Forward mode: Mooncake.value_and_derivative!! - computes function value and the Frechet derivative
Reverse mode: Mooncake.value_and_gradient!! - computes function value and gradient (when output is scalar)
Reverse mode: Mooncake.value_and_pullback!! - computes function value and pullback (general case)

Terminology Comparison with DifferentiationInterface.jl

Mooncake.jl discusses Frechet derivatives and their adjoints, as described in detail in Algorithmic Differentiation. This differs from the conventions used by DifferentiationInterface.jl and some other AD packages.

General cases:

Frechet derivative: In forward mode, Mooncake computes the Frechet derivative D f[x], which maps tangent vectors to tangent vectors. This corresponds to what DifferentiationInterface refers to as a "pushforward", and is implemented in Mooncake.value_and_derivative!!.
Adjoint of derivative and pullback: In reverse mode, Mooncake computes the adjoint D f[x]* of the Frechet derivative, which maps cotangent vectors backwards through the computation. This corresponds to what DifferentiationInterface calls a "pullback" and is implemented in Mooncake.value_and_pullback!!.

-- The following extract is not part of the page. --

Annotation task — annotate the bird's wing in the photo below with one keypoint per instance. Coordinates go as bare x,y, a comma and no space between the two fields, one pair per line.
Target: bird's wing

Special cases (scalar input/output):

Derivative: When the input is scalar, the Frechet derivative f'(x) = D f[x](v) with v = 1 gives the ordinary derivative. This corresponds to DI.derivative, while Mooncake lacks an equivalent API and handles this as a special case of Mooncake.value_and_derivative!!.
Gradient: When the output is scalar, the adjoint of the derivative applied to 1 gives the gradient ∇f. This corresponds to DI.gradient and is implemented in Mooncake.value_and_gradient!!.

Info

For a detailed mathematical treatment of these concepts, see Algorithmic Differentiation, particularly the sections on Derivatives.